There is debate over when metamodel performance is sufficient to replace an original, complex model.³² This question might be best addressed through future empirical research to measure or project real-world consequences of treatment personalization using a metamodel. Outcomes of interest might include model adoption rates, health outcomes, and disparities. From this information, cost-effectiveness analysis and related methods might be used to compare use of a metamodel versus the original model.

Our approach has several limitations. A metamodel shares the same limitations as the original model. For example, if the original model was developed with biased data, then the metamodels will likely learn the same biases. Moreover, metamodels simply learn from the underlying model, so metamodel performance will likely be no better than the performance of the original model. However, it is possible that use of the metamodels may result in better patient health outcomes if they recommend exclusion of variables that are risky to obtain (i.e., could cause adverse events). Importantly, metamodels may also result in better patient health outcomes if they are more widely adopted than the more complex original models. Models for personalizing medical treatment decisions, many of which are complex black boxes, have not been widely adopted to date.

A variety of promising areas for further research remain. Research is needed to evaluate different personalized medicine methods in clinical practice, in particular to compare them and to determine the degree to which they increase patient health outcomes in practice as compared to their projections. Lack of such evidence has been cited as a barrier to the use of personalized treatment models.¹² It would be useful to continue to develop methods for evaluating patient-specific risks and preferences that can readily be incorporated into clinical workflows. It would also be useful to apply personalization methods to additional medical treatment decisions, particularly for common chronic conditions where a variety of treatment choices are available.

We have considered the creation of a metamodel to emulate a single complex simulation model. As an alternative approach, different complexities of simulation models could be developed to personalize treatment, and the resulting treatment outcomes (e.g., costs, QALYs) compared. This approach might be viable for simple medical decisions but might be challenging for more complex medical decisions as it would require developing, running, and evaluating a separate simulation model for every possible combination of risks and preferences, and potentially other factors such as structural assumptions. In our illustrative example, which has nine patient-specific risks and preferences, there would be at least 2¹⁸ = 262,144 models to develop, run, and evaluate if one wanted to comprehensively assess which risks and preferences should be included when making a treatment decision. Moreover, the resulting simulation models would likely be less interpretable than the models we develop and more computationally expensive.

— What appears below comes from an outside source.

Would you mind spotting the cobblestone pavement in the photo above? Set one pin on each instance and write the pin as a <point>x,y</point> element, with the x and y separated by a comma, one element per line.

Our method for simplifying models for personalization of medical treatment decisions can generate more readily interpretable and less computationally expensive models that achieve much of the health benefits of full personalization. Simplified models of this type may be more likely to be adopted in a clinical setting than complex models, thereby improving patient outcomes compared to no personalization. Moreover, such simplified models can improve equity in patient health outcomes, as all patients can receive the same personalized, high-quality, evidence-based care regardless of setting. Without use of this framework, only those patients with experienced doctors and in higher-resource settings might receive personalized care.